Paul déplace encore la caméra, cette fois c’est son visage que je vois, depuis un point au-dessus de sa tête. Je le vois du dessus, je vois sa tête s’activer entre mes fesses. Sa langue a d’ailleurs remonté et s’attache maintenant à dilater mon trou du cul. Comme celui-ci a déjà subi l’assaut de mon doigt, la langue de Paul entre facilement. Paul ne m’a jamais fait ça, je n’aurais pas même soupçonné qu’il puisse vouloir un jour me faire un anulingus. Sur l’écran de la télé, on voit maintenant sa tête faire des mouvements de va-et-vient entre mes fesses et la pointe de sa langue disparaître dans mon petit trou. Le plaisir monte, mais Paul décide de changer de position. Il se place sous moi et nous sommes maintenant en 69. Sa langue est à nouveau affairée à lécher ma chatte, dont il écarte d’une main les lèvres pour avoir un accès à mon clitoris.
La caméra me filme maintenant en train de le sucer. Je peux voir à l’écran ma bouche qui enserre son pénis, qui monte et qui descend. Une bosse se forme sur ma joue. Paul me pénètre à fond par la bouche, il prend son pied, c’est lui qui bouge maintenant le bassin. Je ne suis plus qu’un réceptacle. Il a ralenti ses activités autour de ma chatte, à mon grand regret, et me baise la bouche avec excitation. Soudain, il s’immobilise, sa main lâche la caméra et prend ma tête qu’elle maintient bien en place. Je sens son foutre se déverser sur mon palais et couler vers ma gorge. Il se cambre, pousse un râle, son bassin décolle du lit. Je ne bouge pas, je suis immobile, je le laisse juste se vider en moi, surprise qu’il n’ait pas prévenu.

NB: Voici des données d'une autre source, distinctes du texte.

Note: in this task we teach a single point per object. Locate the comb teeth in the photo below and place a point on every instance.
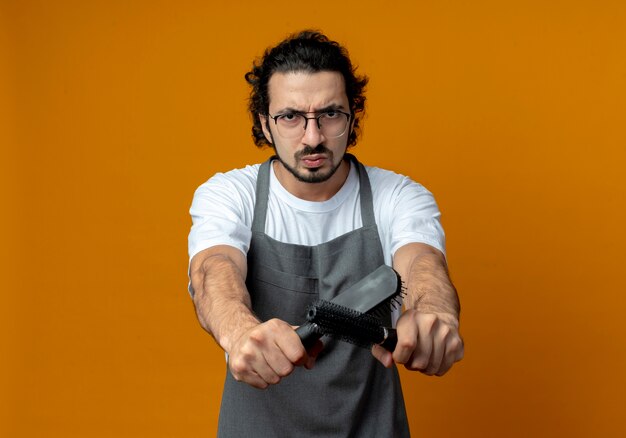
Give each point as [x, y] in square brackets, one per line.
[346, 324]
[384, 309]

Enfin, il s’apaise et se retire. J’avale alors tout ce foutre en prenant bien soin de ne pas en laisser sortir. Paul se redresse et veut m’embrasser, mais il s’arrête, passe son doigt à la commissure de mes lèvres pour récolter un peu de sa semence. Il me donne son doigt à sucer. Obéissante, je le nettoie. Alors il me pose un baiser sur le front puis se lève sans un mot, satisfait, pour ranger la caméra.
Je me suis levée et je suis allée dans la salle de bain. Devant le miroir, je me regarde. Mon maquillage a coulé, et j’ai encore du foutre au coin des lèvres. Une chose surtout me chagrine : je n’ai pas joui.